¿Cuánta ansiedad nos produce tratar de ser como otra persona? Sinceramente mucha. Nos comparamos quizás con quienes tienen éxito, popularidad… y nos sentimos inferiores a ellas. No hace falta que nos comparemos con famosos de la TV, solemos hacerlo más bien con aquellas de nuestro entorno más cercano. Envidiamos su simpatía, su naturalidad, su fuerza, coraje, habilidad, su aparente felicidad y una vocecilla nos dice “yo quiero ser como ella”.
A partir de ese momento, comienza un conflicto interno en el que la parte de nosotros que quiere ser como la otra persona, lucha contra lo que somos. Nos fracturamos. Es como si jugásemos al ajedrez contra nosotros mismos. Ese juego no podemos ganarlo porque todas las fichas del tablero forman parte de nosotros. ¿Quién gana? ¿Quién pierde? Es una lucha sin sentido que sólo nos lleva al agotamiento y la frustración.
Y lo más importante, en todo conflicto, en toda lucha, hay implícita una ansiedad por conseguir el objeto de nuestro deseo y un miedo por no conseguirlo. Con lo cual ya nos estamos dando una “dosis” gratuita de tensión que nos llena de malestar. 
No tenemos que ser como nadie. No tenemos que ser como nuestro padre, nuestro amigo,… ni tan siquiera como aquella persona que superó la ansiedad. Tú eres tú. ¡Tú ya eres alguien! Cada persona tiene su propio camino que recorrer y ése es el camino correcto para esa persona. No vivas siguiendo los pasos de alguien, pues su sombra te impedirá ver el sol con tus propios ojos. No mires el mundo a través de los ojos de los demás. Tú tienes tu propia mirada y es tan valiosa como la de cualquier otro. 

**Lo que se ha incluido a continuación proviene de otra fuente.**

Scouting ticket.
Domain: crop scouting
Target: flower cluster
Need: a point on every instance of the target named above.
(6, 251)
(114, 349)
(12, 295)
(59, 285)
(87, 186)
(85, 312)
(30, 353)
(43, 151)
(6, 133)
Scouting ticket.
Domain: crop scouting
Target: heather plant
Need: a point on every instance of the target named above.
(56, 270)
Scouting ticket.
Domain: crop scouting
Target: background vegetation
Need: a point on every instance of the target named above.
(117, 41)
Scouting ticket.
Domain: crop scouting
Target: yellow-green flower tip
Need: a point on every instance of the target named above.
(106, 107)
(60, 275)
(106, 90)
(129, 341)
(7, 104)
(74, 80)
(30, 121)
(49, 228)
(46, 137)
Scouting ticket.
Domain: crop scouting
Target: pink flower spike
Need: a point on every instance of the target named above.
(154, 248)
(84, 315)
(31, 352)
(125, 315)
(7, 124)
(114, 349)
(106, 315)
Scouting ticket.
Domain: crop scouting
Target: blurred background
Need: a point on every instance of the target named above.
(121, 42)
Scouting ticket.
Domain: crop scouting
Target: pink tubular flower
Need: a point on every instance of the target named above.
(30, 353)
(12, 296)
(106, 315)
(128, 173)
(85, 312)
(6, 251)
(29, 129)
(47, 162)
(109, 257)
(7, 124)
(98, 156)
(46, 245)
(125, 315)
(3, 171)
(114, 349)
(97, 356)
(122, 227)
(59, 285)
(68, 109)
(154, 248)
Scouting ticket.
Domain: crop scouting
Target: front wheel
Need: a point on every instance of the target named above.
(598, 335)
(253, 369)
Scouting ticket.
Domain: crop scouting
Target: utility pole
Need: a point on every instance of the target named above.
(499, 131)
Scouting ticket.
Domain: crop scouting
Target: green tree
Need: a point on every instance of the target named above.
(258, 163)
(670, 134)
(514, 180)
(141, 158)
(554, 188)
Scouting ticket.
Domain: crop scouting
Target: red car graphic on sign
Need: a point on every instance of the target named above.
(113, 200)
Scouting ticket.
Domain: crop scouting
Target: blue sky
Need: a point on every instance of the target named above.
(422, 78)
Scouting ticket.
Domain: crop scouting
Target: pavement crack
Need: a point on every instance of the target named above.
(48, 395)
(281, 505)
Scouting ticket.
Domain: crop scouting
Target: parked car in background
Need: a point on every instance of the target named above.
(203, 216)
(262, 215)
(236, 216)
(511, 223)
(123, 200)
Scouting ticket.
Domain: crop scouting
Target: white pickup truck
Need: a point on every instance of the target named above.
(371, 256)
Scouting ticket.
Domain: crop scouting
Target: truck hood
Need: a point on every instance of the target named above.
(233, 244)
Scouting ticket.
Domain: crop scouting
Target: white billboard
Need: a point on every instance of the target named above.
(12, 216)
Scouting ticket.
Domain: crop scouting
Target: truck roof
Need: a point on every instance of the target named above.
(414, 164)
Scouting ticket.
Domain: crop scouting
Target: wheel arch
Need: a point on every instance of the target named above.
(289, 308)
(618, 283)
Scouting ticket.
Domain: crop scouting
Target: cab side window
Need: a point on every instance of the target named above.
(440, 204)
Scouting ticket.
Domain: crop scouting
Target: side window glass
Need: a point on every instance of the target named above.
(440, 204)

Cuando nos empeñamos en ser como alguien, automáticamente aparece cierto grado de sufrimiento. Ésa es la señal inequívoca de que nos estamos creyendo un pensamiento falso: “tengo que ser como esa persona”. 
Si hay algo de ti mismo que no te gusta, comienza por comprenderte. Fíjate cómo cuando comprendemos a alguien dejamos de juzgarlo. Ya no hay etiqueta, ya no hay recriminación ni acusación ni culpa. Surge el afecto, el cariño y la proximidad. Pues bien, esa misma actitud aplicada a nosotros. Comprendernos nos libera del juicio que nos hacemos. Y es curiosamente desde ahí, desde la no-lucha hacia nuestra persona, cuando todo cambio se hace posible. No quizás el cambio que deseamos, pero sí el que necesitamos para nuestro propio caminar.  
Trátate con respeto siendo tú mismo.